Cotrim Carolina Porto, Simone Fernanda Tolstoy de, Lima Ricardo Barbosa, Barcaui Carlos Baptista, Sousa Maria Auxiliadora Jeunon, Lowy Gabriela
Hospital Universitário Gaffrée e Guinle, Universidade Federal do Estado do Rio de Janeiro, Brasil.
An Bras Dermatol. 2011 Jul-Aug;86(4):767-71. doi: 10.1590/s0365-05962011000400023.

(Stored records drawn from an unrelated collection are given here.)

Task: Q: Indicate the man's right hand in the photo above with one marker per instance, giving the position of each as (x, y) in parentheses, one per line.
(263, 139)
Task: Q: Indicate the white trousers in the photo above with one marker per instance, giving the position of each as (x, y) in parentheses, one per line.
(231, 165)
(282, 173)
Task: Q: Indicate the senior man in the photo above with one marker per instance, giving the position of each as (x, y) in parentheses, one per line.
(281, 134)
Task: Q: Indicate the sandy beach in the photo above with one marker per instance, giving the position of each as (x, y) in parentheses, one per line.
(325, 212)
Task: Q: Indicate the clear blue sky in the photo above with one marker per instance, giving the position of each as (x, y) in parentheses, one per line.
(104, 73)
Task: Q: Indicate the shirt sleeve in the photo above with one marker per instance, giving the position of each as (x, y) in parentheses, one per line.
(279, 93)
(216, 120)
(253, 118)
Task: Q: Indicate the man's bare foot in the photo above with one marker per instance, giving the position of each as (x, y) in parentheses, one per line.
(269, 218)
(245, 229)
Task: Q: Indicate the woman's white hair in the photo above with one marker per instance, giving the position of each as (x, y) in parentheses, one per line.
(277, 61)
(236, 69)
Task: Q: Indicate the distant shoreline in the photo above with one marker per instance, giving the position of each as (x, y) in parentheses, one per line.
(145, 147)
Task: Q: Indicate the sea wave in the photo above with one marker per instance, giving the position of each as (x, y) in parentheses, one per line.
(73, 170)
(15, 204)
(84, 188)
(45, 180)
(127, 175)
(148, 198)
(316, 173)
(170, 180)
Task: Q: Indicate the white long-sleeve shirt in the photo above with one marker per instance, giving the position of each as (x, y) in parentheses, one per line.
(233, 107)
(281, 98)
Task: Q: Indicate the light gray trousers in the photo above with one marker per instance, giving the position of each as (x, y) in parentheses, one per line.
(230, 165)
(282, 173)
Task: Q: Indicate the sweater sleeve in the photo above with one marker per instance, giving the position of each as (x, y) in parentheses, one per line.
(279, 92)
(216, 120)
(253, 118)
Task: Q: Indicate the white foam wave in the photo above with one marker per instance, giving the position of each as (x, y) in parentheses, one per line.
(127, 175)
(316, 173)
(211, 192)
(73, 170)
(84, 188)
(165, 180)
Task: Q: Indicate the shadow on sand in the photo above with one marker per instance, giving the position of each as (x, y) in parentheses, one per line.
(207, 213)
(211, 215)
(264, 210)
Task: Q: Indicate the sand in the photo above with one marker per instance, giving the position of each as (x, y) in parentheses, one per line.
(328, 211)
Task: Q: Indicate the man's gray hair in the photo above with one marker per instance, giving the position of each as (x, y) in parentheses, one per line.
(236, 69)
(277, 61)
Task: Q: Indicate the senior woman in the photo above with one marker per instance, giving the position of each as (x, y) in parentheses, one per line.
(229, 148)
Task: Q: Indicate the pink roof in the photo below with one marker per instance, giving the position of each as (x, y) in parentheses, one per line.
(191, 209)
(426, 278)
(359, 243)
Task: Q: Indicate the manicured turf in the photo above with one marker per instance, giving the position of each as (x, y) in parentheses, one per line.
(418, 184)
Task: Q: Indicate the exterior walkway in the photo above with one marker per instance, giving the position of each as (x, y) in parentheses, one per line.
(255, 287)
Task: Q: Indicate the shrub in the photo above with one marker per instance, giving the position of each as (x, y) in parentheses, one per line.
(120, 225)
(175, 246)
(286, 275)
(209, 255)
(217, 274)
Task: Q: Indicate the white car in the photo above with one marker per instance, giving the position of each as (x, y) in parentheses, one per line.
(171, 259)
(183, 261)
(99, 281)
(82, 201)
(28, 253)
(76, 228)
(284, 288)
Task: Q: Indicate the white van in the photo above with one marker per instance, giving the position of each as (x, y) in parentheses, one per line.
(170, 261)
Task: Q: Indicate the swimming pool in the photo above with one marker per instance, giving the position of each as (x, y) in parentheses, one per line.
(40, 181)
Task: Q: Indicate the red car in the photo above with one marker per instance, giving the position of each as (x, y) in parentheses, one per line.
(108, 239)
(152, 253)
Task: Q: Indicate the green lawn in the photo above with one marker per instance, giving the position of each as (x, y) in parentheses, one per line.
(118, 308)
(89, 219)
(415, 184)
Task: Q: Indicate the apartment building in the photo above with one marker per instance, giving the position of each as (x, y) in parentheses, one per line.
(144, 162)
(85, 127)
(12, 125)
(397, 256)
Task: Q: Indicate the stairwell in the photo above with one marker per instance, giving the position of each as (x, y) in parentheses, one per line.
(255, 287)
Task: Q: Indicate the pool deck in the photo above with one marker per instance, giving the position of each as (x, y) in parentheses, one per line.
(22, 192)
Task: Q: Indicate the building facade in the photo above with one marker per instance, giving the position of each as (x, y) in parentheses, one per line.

Acquired melanocytic lesions resembling malignant melanoma have been described in all major categories of Epidermolysis bullosa and referred to as "Epidermolysis bullosa nevi''. They easily induce to diagnostic error, although no malignant transformation has been reported. We report the development of a large acquired melanocytic nevus at a site of recurrent blisters in a 5-year-old child with Epidermolysis bullosa simplex. The global dermoscopic pattern was suggestive of benignity, and the histopathological findings were compatible with a compound melanocytic nevus. This is the first published case of Epidermolysis bullosa nevi in Brazilian literature. Despite their benign behavior, we emphasize the importance of regular clinical and dermoscopic monitoring, since a malignant course still cannot be totally excluded.
在所有主要类型的大疱性表皮松解症中均有类似恶性黑色素瘤的获得性黑素细胞病变的描述,被称为“大疱性表皮松解症痣”。尽管尚未有恶变的报道,但它们很容易导致诊断错误。我们报告了一名5岁单纯性大疱性表皮松解症患儿在反复出现水疱的部位出现一个巨大的获得性黑素细胞痣。整体皮肤镜表现提示为良性,组织病理学结果与复合性黑素细胞痣相符。这是巴西文献中首次发表的大疱性表皮松解症痣病例。尽管其行为良性,但我们强调定期临床和皮肤镜监测的重要性,因为仍不能完全排除恶变的可能。